Moi et mes deux collègues avons décidé de ne pas dîner car la journée d'ouverture du colloque s'est conclue par un pot de bienvenue dans le plus pur style local c'est à dire du type "kougelhoff-vin blanc". Je ne me suis d'ailleurs pas privé du plaisir de manger de cette pâtisserie typiquement alsacienne dont on ne trouve que de médiocres imitations à Paris. Ces réjouissances venant après un petit déjeuner copieux et un repas de midi pas aussi léger que nous l'aurions voulu ont fini par nous ôter l'envie d'aller manger une choucroute dans la "petite France".

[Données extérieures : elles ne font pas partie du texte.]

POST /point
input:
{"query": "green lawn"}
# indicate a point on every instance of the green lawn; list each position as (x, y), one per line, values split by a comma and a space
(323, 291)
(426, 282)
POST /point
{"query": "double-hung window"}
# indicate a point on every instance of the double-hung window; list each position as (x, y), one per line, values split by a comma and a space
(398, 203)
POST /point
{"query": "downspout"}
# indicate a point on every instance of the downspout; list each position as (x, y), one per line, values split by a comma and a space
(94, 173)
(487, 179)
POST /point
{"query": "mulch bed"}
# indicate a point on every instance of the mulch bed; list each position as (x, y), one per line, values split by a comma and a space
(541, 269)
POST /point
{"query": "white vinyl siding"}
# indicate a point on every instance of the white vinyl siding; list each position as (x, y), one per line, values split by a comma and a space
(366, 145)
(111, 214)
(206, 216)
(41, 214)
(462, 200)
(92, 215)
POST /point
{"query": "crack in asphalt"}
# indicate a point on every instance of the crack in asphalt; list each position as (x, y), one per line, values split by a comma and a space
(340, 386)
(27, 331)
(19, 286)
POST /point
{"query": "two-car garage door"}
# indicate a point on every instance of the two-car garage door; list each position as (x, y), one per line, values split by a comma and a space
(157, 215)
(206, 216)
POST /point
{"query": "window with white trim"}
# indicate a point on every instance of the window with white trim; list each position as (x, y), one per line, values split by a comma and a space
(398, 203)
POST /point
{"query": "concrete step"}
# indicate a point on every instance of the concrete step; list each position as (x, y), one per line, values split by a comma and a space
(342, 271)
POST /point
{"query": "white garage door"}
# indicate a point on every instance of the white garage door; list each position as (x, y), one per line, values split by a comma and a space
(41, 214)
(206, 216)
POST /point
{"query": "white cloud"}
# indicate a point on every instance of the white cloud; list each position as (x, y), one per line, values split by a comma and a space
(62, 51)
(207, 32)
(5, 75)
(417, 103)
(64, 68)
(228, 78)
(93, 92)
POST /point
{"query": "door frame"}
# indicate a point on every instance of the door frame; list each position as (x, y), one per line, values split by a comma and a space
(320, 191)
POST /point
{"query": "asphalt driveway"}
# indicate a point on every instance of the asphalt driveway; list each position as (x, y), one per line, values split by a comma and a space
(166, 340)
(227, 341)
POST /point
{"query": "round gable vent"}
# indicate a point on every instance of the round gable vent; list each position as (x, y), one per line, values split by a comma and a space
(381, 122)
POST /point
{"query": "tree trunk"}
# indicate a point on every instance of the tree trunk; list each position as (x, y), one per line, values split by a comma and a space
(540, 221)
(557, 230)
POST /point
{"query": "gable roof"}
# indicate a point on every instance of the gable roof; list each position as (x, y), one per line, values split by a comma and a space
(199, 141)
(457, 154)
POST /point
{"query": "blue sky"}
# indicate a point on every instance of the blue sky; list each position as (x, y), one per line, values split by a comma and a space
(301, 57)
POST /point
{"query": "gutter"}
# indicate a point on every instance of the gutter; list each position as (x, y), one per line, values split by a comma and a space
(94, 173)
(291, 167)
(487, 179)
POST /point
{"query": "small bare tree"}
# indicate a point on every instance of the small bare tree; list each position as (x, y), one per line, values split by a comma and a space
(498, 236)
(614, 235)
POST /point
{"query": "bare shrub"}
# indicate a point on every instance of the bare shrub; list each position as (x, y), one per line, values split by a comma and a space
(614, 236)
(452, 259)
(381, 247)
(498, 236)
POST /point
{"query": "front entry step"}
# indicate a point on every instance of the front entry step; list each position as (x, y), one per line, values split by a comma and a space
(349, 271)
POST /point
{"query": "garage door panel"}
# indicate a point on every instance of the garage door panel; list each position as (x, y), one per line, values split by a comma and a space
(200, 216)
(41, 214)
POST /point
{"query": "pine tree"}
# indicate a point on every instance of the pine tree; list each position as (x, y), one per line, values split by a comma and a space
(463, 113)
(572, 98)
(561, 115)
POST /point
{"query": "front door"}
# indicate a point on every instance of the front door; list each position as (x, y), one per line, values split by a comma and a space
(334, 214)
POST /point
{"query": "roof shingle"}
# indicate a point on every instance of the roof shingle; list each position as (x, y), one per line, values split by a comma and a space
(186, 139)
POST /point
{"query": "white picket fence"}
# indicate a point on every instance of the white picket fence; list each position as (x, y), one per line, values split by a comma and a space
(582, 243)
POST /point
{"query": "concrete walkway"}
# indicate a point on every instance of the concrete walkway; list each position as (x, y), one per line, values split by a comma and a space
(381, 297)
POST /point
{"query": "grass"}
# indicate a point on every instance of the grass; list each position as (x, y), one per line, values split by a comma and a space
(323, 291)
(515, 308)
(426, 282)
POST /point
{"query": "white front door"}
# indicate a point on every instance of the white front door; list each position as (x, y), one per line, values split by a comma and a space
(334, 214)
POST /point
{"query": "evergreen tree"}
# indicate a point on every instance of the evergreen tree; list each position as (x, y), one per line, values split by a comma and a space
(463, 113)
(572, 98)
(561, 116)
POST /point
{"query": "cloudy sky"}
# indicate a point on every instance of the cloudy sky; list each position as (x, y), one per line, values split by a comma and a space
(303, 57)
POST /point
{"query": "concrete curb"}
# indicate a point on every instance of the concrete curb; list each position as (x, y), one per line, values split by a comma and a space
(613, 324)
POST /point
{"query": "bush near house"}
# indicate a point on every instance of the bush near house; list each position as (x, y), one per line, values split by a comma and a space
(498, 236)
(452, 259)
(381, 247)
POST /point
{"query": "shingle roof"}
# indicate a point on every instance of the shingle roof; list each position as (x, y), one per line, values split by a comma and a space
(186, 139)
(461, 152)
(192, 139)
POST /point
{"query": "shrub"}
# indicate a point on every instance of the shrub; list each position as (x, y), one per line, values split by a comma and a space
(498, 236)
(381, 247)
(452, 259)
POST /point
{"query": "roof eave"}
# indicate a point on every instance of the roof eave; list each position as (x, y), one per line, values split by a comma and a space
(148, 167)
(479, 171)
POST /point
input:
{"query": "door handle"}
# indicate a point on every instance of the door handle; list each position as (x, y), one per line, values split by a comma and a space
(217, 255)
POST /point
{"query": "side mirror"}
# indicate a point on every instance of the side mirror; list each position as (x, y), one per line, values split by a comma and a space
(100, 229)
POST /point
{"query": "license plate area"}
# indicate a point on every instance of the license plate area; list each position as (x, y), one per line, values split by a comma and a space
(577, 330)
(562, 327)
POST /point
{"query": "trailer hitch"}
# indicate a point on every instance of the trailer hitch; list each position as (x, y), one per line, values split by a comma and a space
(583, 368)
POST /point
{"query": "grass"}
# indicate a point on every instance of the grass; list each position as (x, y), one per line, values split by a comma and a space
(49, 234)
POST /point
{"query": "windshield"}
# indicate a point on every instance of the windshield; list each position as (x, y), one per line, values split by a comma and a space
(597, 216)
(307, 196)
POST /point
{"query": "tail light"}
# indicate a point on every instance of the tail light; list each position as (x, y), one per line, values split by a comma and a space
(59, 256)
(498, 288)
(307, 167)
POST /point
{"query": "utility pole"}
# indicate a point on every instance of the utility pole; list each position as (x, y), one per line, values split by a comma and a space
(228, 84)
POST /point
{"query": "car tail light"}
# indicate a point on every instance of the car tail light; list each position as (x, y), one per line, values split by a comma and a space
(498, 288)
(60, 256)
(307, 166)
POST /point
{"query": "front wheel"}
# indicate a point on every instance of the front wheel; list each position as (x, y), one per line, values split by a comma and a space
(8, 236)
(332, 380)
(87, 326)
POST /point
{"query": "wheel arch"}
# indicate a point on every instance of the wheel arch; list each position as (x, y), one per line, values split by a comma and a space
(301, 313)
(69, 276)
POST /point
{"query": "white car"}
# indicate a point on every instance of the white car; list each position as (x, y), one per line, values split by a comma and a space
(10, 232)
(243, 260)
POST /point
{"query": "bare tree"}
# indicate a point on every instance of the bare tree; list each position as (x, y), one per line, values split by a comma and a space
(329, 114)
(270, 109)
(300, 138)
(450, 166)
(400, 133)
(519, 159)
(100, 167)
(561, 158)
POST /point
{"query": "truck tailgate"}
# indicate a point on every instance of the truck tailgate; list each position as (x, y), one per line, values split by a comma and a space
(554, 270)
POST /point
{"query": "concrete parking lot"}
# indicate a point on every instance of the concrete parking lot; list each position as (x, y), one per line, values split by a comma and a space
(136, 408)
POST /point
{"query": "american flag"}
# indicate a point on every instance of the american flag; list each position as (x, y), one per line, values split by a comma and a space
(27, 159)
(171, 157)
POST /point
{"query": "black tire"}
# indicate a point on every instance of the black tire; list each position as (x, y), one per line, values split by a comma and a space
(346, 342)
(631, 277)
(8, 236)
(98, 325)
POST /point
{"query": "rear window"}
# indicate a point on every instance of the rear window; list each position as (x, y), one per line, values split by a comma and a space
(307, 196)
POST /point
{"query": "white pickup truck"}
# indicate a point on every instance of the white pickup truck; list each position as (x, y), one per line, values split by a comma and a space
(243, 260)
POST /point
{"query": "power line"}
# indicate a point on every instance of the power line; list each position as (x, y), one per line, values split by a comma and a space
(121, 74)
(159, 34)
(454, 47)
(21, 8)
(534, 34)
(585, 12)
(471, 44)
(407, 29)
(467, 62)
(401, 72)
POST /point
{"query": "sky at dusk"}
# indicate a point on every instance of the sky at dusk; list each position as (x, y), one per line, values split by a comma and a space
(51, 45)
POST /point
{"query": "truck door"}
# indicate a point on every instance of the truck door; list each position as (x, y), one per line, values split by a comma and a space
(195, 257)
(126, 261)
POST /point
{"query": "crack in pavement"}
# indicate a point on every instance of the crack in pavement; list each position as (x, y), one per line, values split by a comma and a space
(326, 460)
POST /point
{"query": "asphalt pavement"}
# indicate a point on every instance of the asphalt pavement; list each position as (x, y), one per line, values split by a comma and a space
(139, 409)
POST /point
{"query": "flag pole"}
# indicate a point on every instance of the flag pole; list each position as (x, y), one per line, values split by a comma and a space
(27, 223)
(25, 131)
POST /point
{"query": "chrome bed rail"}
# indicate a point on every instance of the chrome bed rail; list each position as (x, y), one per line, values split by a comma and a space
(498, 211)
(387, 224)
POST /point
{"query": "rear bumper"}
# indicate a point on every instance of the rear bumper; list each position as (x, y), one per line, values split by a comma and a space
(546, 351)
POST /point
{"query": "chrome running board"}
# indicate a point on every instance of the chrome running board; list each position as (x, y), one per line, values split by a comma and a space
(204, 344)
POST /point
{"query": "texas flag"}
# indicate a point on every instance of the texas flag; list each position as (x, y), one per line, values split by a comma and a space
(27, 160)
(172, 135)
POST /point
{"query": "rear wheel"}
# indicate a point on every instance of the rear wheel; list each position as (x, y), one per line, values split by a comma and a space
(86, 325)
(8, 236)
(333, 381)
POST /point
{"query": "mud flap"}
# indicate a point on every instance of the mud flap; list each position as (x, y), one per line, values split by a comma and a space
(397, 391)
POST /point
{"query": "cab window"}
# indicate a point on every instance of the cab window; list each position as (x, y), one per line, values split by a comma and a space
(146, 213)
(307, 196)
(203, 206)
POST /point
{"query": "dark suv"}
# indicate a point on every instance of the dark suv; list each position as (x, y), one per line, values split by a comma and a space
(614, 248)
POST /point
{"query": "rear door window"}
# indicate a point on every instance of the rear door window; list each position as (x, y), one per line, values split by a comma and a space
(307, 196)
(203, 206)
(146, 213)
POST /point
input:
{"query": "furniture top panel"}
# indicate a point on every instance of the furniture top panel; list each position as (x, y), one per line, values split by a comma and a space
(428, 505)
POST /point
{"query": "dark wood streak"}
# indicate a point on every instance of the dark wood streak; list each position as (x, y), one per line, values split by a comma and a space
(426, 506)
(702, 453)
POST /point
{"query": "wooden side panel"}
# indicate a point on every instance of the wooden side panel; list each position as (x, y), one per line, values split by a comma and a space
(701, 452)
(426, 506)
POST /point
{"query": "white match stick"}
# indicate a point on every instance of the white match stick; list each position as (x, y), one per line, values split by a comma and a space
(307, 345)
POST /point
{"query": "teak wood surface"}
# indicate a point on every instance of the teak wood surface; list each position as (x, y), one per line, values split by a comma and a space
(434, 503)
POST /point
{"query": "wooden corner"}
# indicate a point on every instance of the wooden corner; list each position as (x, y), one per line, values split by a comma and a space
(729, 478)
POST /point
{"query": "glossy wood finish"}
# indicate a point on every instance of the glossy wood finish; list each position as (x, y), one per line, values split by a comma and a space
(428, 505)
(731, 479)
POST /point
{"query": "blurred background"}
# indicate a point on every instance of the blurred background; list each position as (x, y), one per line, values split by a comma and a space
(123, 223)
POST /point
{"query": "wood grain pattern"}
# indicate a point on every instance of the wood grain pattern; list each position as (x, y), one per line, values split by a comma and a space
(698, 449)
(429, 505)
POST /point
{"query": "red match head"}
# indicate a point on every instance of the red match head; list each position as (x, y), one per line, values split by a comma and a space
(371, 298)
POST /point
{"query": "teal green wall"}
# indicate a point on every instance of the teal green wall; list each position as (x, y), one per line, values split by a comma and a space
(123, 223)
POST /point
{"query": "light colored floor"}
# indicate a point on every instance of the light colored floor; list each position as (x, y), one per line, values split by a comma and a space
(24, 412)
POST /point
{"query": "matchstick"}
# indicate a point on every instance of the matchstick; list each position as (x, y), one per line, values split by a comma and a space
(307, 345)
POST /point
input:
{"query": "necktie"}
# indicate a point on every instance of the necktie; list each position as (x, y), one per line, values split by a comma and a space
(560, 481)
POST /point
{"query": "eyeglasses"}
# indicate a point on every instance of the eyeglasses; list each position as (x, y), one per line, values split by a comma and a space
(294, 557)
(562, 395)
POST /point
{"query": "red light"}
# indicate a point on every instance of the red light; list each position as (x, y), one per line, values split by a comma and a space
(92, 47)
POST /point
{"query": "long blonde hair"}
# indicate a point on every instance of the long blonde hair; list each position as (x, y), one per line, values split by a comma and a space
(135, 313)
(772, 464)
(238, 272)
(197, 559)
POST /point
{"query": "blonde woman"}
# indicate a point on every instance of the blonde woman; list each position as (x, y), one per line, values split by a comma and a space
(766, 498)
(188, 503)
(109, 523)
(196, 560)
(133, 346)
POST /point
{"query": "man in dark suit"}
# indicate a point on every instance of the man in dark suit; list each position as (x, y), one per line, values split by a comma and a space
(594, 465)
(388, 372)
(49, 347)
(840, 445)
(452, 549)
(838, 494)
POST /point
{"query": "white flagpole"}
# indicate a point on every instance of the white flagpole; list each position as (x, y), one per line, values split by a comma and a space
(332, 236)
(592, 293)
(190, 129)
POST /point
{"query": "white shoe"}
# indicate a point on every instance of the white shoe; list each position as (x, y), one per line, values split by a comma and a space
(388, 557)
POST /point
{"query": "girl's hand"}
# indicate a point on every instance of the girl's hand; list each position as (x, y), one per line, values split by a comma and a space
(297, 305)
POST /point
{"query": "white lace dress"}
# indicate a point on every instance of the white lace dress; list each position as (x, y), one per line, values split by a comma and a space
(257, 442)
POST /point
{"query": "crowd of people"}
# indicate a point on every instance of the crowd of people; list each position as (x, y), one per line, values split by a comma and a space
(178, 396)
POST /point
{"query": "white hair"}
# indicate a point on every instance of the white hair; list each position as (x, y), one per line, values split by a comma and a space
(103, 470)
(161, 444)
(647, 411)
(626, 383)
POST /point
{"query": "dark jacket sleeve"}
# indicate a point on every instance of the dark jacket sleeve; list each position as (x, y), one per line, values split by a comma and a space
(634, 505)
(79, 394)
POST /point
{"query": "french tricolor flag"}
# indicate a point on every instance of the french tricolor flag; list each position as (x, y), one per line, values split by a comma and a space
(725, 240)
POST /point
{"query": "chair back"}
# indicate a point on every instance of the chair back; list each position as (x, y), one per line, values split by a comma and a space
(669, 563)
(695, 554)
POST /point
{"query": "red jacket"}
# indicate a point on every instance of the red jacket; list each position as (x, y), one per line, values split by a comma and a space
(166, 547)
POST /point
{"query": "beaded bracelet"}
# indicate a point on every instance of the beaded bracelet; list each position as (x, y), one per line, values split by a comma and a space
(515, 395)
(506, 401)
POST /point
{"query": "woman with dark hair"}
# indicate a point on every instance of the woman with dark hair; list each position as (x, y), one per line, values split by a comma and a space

De cette première journée de colloque je retiens particulièrement les propos pertinents d'un intervenant italien en fauteuil roulant. Celui-ci à la différence des autres ne pouvait pas monter sur l'estrade de l'auditorium à cause de trois marches. Obligé de parler depuis une des places du fond, il nous a montré que ce contretemps était encore une illustration de la discrimination touchant les personnes handicapées puisqu'il trouvait son origine dans le fait que l'on avait conçu ce lieu pour être accessible à des élèves handicapés sans imaginer qu'il puisse y venir un professeurs handicapés. A partir de cet élément concret il a développé sa pensée ce qui à mon avis est une des meilleures manières de faire.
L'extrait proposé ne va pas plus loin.